Back at the front, I chose a bench that allowed a long view of the lobby where I could see relearners entering, meeting their counselors, and heading off to hearings.
I picked up my book and opened it, but I focused my eyes well beyond the words to the knots of conversation spread in front of me. Several times I watched the police bring in a new offender, take off his cuffs, and hand him over to a counselor. It was odd to think relearners didn’t need handcuffs, but they could never truly escape, not with tracking devices sewn into their heads. I wondered how many of them turned violent after losing their cases inside. These were the worst of the worst offenders, but things were different now. To law abiding citizens this system seemed like the proverbial slap on the wrist, but we knew different. Any relearner who lost control here earned a short drive to a locked room he could only leave by jumping.
That’s why the relearners behaved. They were afraid.
I didn’t have to ask myself if I was afraid, but when my fear began driving everything I did. I was afraid to go to prison the first time, before I was shot, before everything changed, but that was a different sort of fear. I wasn’t afraid for my life, but the cuts and bruises I’d collect, not to mention the emotional scars from years of abuse. My new fears built slowly. I wasn’t truly scared until the night in the car with Dr. Blake. I understood then how fragile my life was and how horrible it could be to wake up with my fingers sewn together or my eyes glued shut.
Wendell and Farnsworth had created the ideal system.
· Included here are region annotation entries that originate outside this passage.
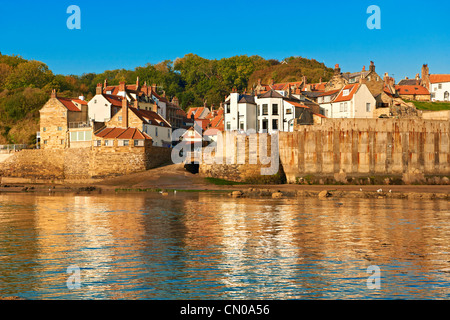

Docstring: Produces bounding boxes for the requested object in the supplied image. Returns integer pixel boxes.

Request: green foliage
[405,101,450,111]
[0,53,333,145]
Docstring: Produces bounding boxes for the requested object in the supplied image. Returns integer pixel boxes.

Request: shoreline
[0,183,450,200]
On the outside it seemed almost childish in its kid-glove approach to reforming criminals—that’s what we were, criminals not relearners. Those inside understood how insidious their captors could be. The two faces of the system protected it from righteous dogooders. They would never discover the truth. At least not in time to save me. Back in the old system I would have been short to the gate because I’d served most of my time while I was asleep. Instead of counting the days until I was free, I was stalking criminals, hoping to trap someone infinitely more powerful than me just to save my skin.